The Agent That Teaches Itself

52,000 GitHub stars in two months. Seven releases in four weeks. An issue tracker north of 7,400 and climbing by the dozen daily.

Hermes Agent is from Nous Research — the people behind the Hermes series of fine-tuned LLMs. That matters. This isn't some random agent framework from a dev tools startup. It's built by a lab that trains the actual models. And when you dig into the repo, you can see they're playing a different game to everyone else in this space.

Hermes Agent homepage — dark, moody, very on-brand for an AI research lab

What it actually does

The pitch is "an agent that grows with you." Sounds like marketing, but the mechanism is real.

When Hermes completes a task successfully — and you don't correct it or redo the work — it extracts a reusable skill from that interaction. Not a chat log or a raw transcript. A structured SKILL.md document with activation conditions, the approach that worked, and supporting files. Next time it sees a similar task, it pulls the relevant skill instead of reasoning from scratch.

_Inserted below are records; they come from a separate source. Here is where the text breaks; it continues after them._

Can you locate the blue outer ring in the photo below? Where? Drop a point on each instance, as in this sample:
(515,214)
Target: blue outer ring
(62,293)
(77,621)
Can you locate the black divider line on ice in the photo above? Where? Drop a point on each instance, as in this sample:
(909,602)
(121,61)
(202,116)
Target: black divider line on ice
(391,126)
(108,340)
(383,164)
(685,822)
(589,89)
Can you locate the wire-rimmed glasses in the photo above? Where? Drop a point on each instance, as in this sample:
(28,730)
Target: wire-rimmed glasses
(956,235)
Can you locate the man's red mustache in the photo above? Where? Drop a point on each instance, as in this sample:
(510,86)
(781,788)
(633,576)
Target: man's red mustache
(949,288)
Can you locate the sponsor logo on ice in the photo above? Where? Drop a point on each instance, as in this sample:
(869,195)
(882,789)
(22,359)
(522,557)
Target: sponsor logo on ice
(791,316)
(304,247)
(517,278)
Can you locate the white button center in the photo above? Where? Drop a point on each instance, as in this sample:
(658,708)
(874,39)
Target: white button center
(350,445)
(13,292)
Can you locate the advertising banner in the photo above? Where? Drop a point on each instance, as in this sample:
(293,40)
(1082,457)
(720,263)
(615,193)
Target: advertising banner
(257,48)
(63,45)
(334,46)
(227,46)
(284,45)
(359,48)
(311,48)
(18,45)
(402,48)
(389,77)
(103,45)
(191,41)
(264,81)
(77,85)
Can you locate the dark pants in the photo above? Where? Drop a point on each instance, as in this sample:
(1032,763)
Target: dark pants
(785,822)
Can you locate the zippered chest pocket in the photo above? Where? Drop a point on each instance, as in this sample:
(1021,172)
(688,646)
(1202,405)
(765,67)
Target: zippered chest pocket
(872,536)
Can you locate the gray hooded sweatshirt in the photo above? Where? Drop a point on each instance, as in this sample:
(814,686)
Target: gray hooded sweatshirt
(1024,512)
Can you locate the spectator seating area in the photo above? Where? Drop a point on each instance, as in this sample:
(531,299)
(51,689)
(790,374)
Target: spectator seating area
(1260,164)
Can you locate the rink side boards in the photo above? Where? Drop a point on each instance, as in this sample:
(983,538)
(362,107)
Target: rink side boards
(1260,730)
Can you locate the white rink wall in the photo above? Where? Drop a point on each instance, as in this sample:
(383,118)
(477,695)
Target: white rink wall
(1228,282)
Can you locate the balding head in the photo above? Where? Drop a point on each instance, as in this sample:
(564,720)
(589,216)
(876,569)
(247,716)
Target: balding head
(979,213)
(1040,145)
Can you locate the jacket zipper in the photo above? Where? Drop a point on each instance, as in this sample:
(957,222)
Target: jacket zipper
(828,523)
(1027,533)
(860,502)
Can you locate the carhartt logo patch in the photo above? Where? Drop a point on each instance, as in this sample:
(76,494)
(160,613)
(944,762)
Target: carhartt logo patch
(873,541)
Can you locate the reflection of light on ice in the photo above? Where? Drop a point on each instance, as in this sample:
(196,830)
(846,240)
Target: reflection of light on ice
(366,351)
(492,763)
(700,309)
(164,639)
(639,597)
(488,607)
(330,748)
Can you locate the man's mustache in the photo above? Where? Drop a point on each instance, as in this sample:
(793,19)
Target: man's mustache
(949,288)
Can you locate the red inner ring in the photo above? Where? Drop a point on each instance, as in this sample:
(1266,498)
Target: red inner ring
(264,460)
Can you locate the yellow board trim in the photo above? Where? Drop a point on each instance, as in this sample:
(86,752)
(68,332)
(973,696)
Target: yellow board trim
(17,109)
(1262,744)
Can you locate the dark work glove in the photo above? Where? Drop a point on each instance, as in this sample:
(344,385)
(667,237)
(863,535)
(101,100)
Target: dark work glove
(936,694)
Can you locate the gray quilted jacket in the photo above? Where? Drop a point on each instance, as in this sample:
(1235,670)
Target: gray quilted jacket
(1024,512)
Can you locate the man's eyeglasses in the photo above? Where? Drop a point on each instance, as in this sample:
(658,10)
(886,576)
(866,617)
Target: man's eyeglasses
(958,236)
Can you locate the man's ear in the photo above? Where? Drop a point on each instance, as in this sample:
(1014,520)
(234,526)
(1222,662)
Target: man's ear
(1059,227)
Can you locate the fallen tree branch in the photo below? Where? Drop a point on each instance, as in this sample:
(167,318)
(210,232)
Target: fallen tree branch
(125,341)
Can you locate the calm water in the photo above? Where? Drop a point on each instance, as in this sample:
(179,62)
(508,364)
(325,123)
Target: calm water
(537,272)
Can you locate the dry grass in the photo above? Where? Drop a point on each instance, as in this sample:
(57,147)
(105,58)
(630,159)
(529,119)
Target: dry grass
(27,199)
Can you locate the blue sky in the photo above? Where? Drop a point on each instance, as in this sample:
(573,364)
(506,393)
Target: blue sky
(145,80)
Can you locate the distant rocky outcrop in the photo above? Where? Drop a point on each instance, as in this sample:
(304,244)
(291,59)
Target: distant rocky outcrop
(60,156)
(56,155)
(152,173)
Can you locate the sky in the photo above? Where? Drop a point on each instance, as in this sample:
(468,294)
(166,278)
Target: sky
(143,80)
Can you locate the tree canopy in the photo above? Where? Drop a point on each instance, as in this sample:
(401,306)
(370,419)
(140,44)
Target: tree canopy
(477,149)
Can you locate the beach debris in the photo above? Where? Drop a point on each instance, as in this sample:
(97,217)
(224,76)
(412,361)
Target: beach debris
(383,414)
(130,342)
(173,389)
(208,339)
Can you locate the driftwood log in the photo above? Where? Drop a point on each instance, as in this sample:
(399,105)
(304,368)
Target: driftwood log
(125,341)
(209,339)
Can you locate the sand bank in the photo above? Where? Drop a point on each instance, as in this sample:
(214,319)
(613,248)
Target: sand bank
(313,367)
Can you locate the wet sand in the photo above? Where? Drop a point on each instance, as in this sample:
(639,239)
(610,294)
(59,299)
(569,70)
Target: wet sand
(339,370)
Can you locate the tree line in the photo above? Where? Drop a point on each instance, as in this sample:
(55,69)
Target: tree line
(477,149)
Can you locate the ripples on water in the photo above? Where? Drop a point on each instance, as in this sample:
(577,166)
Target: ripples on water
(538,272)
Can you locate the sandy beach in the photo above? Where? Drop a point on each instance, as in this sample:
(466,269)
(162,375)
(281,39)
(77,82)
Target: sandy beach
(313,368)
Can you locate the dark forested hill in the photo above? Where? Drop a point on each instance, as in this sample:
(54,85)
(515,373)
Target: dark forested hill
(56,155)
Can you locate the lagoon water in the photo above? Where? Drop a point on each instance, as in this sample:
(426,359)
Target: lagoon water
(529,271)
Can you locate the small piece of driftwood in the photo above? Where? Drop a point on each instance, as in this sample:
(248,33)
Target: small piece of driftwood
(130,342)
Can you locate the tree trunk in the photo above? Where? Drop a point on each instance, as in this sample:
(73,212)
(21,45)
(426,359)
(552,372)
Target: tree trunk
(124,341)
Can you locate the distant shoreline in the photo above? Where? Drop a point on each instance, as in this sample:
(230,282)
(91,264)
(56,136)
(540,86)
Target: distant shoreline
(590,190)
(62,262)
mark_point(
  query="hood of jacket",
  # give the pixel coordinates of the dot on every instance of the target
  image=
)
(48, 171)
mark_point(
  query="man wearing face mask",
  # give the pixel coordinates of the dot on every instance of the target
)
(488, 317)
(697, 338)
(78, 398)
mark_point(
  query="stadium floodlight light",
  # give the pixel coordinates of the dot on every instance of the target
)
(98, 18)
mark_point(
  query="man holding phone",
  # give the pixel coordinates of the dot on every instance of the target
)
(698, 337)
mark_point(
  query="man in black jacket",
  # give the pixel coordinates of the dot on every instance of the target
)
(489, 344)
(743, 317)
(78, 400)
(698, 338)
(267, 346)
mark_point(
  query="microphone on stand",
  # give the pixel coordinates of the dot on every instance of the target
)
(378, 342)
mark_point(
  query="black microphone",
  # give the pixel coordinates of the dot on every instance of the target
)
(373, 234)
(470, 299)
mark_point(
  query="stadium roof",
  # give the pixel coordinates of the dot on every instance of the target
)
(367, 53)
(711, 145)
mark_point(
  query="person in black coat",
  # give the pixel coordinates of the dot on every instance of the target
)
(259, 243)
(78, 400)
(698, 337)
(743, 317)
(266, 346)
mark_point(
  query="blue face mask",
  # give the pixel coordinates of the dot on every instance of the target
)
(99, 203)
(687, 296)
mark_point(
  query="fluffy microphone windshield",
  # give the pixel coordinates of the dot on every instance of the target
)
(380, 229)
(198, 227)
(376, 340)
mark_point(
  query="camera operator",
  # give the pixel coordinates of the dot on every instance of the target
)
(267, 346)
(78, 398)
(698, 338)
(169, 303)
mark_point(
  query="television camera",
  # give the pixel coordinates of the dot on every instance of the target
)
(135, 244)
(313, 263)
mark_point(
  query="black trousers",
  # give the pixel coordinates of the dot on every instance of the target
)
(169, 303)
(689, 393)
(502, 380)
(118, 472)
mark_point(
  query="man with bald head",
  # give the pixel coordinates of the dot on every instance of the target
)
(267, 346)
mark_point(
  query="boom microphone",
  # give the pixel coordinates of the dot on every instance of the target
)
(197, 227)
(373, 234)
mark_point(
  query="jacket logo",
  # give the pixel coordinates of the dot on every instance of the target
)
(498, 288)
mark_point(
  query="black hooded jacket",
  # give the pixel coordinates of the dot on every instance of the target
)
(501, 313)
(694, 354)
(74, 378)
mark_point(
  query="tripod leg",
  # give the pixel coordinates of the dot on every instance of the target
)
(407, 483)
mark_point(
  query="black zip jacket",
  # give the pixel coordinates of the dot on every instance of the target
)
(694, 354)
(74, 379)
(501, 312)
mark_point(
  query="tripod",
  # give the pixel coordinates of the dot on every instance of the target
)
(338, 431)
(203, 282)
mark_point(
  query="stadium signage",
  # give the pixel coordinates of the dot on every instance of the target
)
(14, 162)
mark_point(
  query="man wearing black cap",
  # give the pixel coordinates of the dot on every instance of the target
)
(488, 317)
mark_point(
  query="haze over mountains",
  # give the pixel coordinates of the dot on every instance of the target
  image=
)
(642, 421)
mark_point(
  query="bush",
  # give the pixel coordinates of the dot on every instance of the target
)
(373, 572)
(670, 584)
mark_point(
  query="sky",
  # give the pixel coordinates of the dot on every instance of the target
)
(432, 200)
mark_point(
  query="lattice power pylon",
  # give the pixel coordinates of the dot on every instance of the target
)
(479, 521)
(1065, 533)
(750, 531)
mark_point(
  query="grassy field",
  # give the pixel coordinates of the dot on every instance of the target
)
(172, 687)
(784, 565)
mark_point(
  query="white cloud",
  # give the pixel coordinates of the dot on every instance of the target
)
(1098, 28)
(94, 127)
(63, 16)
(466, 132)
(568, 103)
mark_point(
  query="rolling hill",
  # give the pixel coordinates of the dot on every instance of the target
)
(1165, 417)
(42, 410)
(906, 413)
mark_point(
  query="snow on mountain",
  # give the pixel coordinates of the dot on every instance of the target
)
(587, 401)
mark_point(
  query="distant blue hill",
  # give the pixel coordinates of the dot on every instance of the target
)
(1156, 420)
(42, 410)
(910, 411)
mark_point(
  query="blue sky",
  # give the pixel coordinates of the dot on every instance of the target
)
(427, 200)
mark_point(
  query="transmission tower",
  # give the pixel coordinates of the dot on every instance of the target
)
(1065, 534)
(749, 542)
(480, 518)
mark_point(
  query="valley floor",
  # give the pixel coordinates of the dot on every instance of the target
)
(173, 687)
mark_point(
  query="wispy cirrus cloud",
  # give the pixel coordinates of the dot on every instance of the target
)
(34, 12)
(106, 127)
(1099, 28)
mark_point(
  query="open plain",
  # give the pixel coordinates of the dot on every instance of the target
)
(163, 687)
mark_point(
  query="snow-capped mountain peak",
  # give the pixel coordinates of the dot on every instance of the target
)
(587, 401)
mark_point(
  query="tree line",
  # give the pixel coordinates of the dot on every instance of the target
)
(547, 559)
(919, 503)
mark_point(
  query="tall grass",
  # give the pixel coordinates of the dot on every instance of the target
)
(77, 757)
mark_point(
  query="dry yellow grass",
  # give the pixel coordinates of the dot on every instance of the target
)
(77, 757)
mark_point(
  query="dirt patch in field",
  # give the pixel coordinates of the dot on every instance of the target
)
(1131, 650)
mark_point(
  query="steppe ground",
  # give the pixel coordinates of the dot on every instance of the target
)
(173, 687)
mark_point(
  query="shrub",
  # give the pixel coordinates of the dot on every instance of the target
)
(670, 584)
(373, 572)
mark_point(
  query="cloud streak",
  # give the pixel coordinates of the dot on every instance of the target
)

It maintains persistent memory across sessions too. A MEMORY.md for environment context and lessons learned. A USER.md for your preferences and decision history. SQLite with full-text search across every past conversation. And a user modelling system (via Honcho) that builds a deepening profile of who you are and how you work.

Whether this loop actually compounds into something useful depends on volume. The community consensus seems to be that benefits kick in after 20-30 tasks in a domain. Before that, you're basically running a normal agent with extra overhead.

Not a coding assistant

This is where most people's mental model breaks. Hermes Agent isn't competing with Claude Code or Cursor. Different animal.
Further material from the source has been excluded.